He had always prided himself on his thoughtfulness of others; or maybe when they didn’t deserve it, at least his consideration of humanity. There was so much hurt in the world it blinded him. It made his heart ache. There were so many paths people walked and so many starting points, all different, how in the world could one human being judge another? How could one person speak to good and bad, right and wrong for someone else? How? He would not be one of those: one of the stiff-necked people who put all their little beliefs into organized little boxes and made judgments about wrong and right. That was one thing he knew. One thing he felt right to judge. Those people were wrong.
He worked hard to educate himself about all that was going on in the hurting world. He listened to trusted voices, lights in the darkness. He read essays by lauded thinkers and books by highly regarded writers. There was a cacophony of voices, but these voices – these voices were the right voices, the correct thinkers, the trustworthy ones who carried the torch. He acknowledged with humility that he was an intellectual. At least more than some.
Things weren’t nearly as cut and dried as some wished them to be. In fact, it was a rarity. Issues of law were just that: issues. What he knew was that law was made by humans – fallible humans. Obedience to a man-made construct seemed questionable at best. It wasn’t like law was written in stone. Take stealing, for instance. Sure, it could be seen as wrong; but it could also be seen as needful if the thief (a term used only for discussion here) experienced great need. Actions were relative. Truth, in fact, was relative. Nothing was static. Everything was fluid.
And when He learned of a person who had admittedly harmed someone else, he knew of one response. To consider the pain that person, himself, had experienced at some other time in his life. Surely hardship must be brought into the mix of criminality, blended together with forgiveness until there was no criminality at all; only sadness and loss. Responsibility should not equal guilt, and, even if it did, it should not equal consequence. There was no place in the world for harsh consequence because there was really no evil, only unfortunate circumstances. The Old Testament with its commandments must be seen in terms of mercy. The judgment of God had surely changed with time. God was love – the Bible said so. Whatever else He was didn’t matter.

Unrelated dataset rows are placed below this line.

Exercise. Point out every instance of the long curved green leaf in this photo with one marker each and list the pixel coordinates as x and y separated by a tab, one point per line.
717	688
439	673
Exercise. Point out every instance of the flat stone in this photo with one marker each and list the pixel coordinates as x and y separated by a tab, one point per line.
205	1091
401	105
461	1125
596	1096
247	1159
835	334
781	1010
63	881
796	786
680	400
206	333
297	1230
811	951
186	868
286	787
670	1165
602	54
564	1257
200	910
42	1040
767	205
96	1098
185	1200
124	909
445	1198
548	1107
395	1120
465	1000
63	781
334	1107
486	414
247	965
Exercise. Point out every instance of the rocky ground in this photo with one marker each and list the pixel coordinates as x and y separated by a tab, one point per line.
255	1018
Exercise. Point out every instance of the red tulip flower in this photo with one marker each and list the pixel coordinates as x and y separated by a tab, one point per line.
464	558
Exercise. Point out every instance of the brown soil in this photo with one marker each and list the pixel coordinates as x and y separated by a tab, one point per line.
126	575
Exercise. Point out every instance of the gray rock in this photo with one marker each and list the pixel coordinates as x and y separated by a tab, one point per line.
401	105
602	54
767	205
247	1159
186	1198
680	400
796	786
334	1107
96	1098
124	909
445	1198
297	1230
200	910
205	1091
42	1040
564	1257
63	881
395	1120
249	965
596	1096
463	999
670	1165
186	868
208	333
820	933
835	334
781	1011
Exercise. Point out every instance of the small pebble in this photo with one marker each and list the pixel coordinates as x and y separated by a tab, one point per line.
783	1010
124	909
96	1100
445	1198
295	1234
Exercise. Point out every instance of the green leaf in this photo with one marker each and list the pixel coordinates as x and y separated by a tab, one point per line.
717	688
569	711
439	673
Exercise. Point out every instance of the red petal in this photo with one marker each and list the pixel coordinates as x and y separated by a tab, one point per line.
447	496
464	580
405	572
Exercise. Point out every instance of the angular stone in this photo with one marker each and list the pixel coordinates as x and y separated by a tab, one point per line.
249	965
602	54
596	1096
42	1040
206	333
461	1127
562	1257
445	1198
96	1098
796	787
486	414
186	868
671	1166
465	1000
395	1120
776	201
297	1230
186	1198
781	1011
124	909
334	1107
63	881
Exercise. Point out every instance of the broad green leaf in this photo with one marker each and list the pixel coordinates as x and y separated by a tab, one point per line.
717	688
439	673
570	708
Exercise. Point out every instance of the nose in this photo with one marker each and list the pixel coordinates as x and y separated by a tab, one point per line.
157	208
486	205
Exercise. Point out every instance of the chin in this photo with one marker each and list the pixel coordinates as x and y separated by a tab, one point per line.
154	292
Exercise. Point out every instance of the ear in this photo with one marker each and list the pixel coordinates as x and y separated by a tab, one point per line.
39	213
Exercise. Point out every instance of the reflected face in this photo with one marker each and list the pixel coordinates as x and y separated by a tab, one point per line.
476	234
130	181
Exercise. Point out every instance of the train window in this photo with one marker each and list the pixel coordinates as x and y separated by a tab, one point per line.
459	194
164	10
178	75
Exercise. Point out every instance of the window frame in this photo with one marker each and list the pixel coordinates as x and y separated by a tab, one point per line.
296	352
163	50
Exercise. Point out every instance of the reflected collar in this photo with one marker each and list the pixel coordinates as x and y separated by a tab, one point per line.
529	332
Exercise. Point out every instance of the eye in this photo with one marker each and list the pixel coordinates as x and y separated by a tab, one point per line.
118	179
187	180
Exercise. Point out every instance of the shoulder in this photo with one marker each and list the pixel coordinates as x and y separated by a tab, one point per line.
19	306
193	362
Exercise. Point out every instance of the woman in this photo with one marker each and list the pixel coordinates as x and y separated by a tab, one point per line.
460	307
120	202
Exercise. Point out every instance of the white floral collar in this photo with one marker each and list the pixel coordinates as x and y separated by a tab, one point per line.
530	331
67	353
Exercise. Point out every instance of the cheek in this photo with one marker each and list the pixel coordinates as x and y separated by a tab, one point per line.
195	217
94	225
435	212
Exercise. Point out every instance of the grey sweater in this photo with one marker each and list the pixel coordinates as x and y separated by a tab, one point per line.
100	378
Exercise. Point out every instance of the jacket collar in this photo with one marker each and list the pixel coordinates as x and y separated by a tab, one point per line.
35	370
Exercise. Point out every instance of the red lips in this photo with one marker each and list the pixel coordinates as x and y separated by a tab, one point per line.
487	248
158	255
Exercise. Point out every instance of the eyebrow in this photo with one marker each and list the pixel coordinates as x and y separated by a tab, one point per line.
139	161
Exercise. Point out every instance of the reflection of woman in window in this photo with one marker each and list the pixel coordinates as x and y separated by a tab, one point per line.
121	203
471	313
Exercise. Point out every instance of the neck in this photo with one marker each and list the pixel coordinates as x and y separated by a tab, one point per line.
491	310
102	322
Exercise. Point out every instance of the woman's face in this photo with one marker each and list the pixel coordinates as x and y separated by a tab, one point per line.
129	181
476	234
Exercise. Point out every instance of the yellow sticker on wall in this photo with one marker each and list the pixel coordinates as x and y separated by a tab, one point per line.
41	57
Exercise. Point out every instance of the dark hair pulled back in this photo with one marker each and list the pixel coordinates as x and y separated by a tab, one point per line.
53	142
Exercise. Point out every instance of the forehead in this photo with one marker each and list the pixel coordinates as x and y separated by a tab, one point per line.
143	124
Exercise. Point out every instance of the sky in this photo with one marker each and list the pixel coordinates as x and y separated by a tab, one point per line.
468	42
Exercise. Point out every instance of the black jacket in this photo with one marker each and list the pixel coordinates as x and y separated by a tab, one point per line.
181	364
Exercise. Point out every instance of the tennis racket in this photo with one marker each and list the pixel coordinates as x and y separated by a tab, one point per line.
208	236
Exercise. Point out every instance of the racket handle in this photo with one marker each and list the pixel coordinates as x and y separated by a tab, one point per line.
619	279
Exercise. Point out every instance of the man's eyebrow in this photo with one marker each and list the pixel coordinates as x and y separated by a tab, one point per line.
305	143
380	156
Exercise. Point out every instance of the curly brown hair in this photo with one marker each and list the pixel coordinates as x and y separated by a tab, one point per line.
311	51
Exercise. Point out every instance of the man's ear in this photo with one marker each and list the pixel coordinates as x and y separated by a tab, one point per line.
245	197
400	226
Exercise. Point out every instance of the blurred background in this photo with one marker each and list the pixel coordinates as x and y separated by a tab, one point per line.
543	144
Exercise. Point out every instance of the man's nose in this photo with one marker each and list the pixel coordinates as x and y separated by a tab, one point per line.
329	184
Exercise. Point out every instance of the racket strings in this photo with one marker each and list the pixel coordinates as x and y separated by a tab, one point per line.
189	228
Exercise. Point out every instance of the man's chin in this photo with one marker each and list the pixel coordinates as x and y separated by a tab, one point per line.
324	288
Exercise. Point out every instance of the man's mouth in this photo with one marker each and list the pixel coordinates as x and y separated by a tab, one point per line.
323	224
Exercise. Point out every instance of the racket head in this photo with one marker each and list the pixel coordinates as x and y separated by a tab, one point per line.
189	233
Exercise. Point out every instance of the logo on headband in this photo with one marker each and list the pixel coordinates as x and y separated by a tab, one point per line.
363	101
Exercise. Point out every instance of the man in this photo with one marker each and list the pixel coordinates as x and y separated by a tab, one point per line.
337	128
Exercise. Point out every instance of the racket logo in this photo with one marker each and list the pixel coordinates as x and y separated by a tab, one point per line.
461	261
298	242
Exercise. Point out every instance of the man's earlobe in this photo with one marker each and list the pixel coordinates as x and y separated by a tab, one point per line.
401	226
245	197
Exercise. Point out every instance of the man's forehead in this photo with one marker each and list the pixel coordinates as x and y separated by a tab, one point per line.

Just today, for instance, someone had been sentenced to death. For what? Did it matter? Sentencing someone to death was taking a life, a life the same as every other, the same as the act of abortion those foolish people criticized. (And what of abortion? They knew nothing of the hardship of the poor woman seeking help to remove the thing that troubled her.) So putting to death a murderer equaled putting to death an infant. It must be so. The lauded voices asserted it was true. He knew they were to be trusted.
Sometimes . . . sometimes he caught himself wondering about it all, turning over equivalencies in his mind. What if one wasn’t enough like the other to merit the voices’ assertions? What if lack of consequence didn’t uphold life’s value, but diminished it? What if God was multi-faceted? What if consequence mattered for some reason he hadn’t thought of? But, no. The voices were trusted voices.
And the victims of the murderer and the innocents whose lives were taken with clinical precision called from the grave. But no one listened.